The 25-year-old certainly had other career options. An MIT computer science graduate, he could be writing software for the next tech giant. Or he might have gone into academia in computing or applied math or even biology. He could literally be working to cure cancer.

Instead, he goes to work each morning for a high-frequency trading firm. It’s a hedge fund on steroids. He writes software that turns a lot of money into even more money. For his labors, he reaps an uptown salary — and over time his earning potential is unbounded. It’s all part of the plan.

Why this compulsion? It’s not for fast cars or fancy houses. Trigg makes money just to give it away. His logic is simple: The more he makes, the more good he can do.

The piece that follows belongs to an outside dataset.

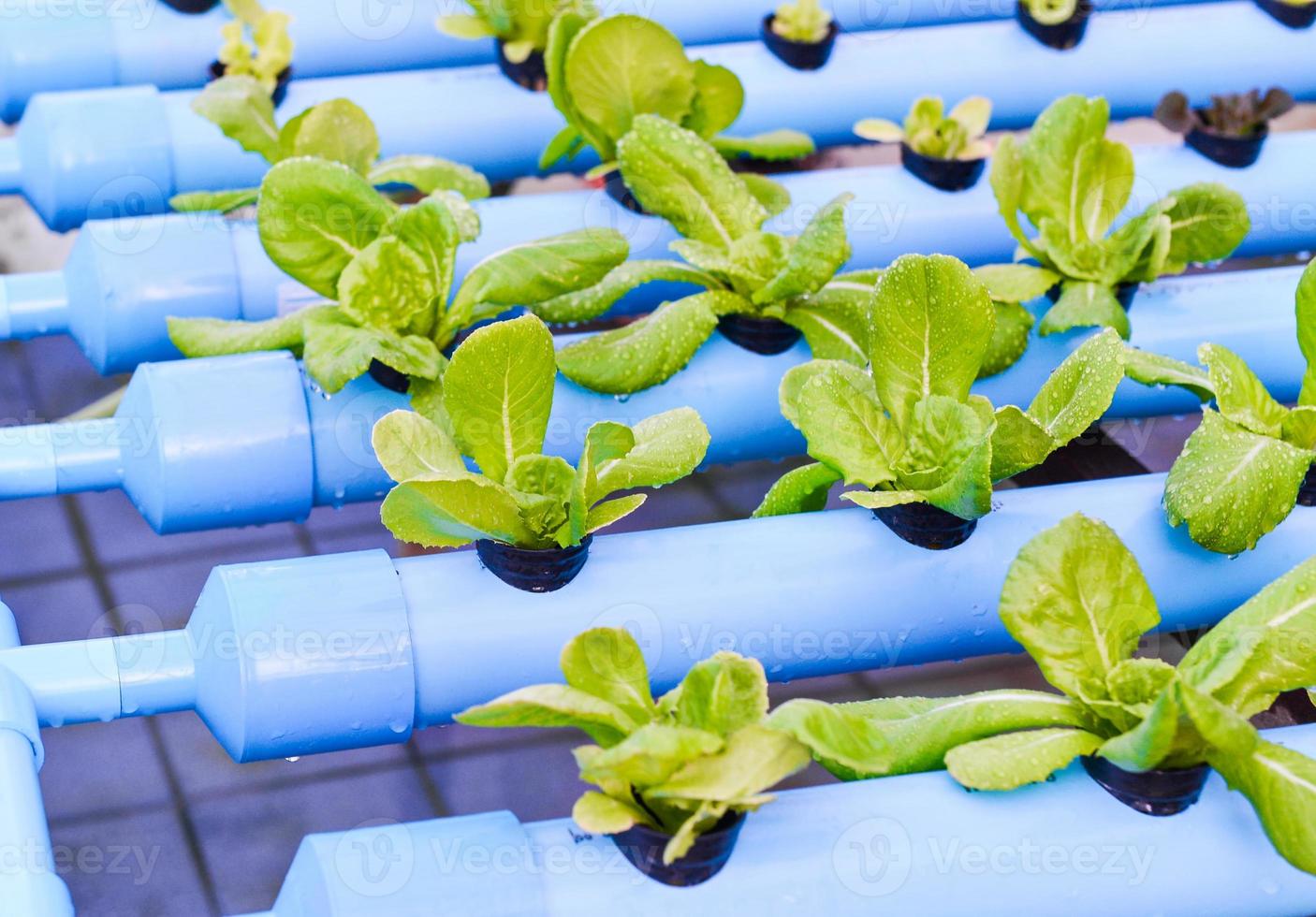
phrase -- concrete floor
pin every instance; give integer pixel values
(149, 815)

He’s figured out just how to take measure of his contribution. His outlet of choice is the Against Malaria Foundation, considered one of the world’s most effective charities. It estimates that a $2,500 donation can save one life. A quantitative analyst at Trigg’s hedge fund can earn well more than $100,000 a year. By giving away half of a high finance salary, Trigg says, he can save many more lives than he could on an academic’s salary.

Fascinating article.

Among other tidbits of note: GiveWell, which analyzes charities for actual effectiveness in changing lives with each of your donated dollars, rates Against Malaria Foundation as the single most worthy charity. Their second ranked charity is GiveDirectly, which essentially just transfers your donation to a poor household in Kenya. They have only 2 employees and 8% overhead.

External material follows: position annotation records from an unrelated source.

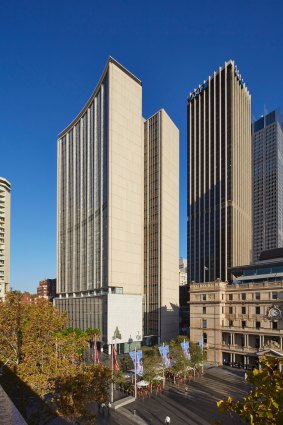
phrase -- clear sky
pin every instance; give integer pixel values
(52, 55)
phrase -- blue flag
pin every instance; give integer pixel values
(138, 362)
(186, 349)
(164, 352)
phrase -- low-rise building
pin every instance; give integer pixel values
(239, 322)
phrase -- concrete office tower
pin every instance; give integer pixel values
(219, 176)
(100, 210)
(267, 141)
(161, 227)
(5, 189)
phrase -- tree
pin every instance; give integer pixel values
(74, 394)
(11, 329)
(264, 402)
(36, 345)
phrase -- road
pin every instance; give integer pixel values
(198, 405)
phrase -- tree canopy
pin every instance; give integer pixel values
(264, 402)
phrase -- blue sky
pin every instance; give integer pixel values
(52, 54)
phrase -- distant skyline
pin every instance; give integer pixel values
(52, 54)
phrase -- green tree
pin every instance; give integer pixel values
(36, 345)
(74, 394)
(12, 313)
(264, 402)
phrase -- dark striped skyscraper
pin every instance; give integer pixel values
(267, 183)
(219, 176)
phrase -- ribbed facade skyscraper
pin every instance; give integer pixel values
(267, 136)
(219, 176)
(5, 189)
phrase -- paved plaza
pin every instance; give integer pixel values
(197, 406)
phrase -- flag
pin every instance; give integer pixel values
(97, 361)
(186, 349)
(115, 361)
(137, 360)
(164, 352)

As for Peter Singer, he is fully supportive of earning to give. 

And [Singer] embraces earning-to-give as among the most ethical career choices one can make, more moral than his own, even. “There is a relatively small group of philosophers who actually have a big influence,” he says from his home in Australia. “But otherwise, the marginal difference that you’re going to make as a professor of philosophy compared to somebody else is not all that great.”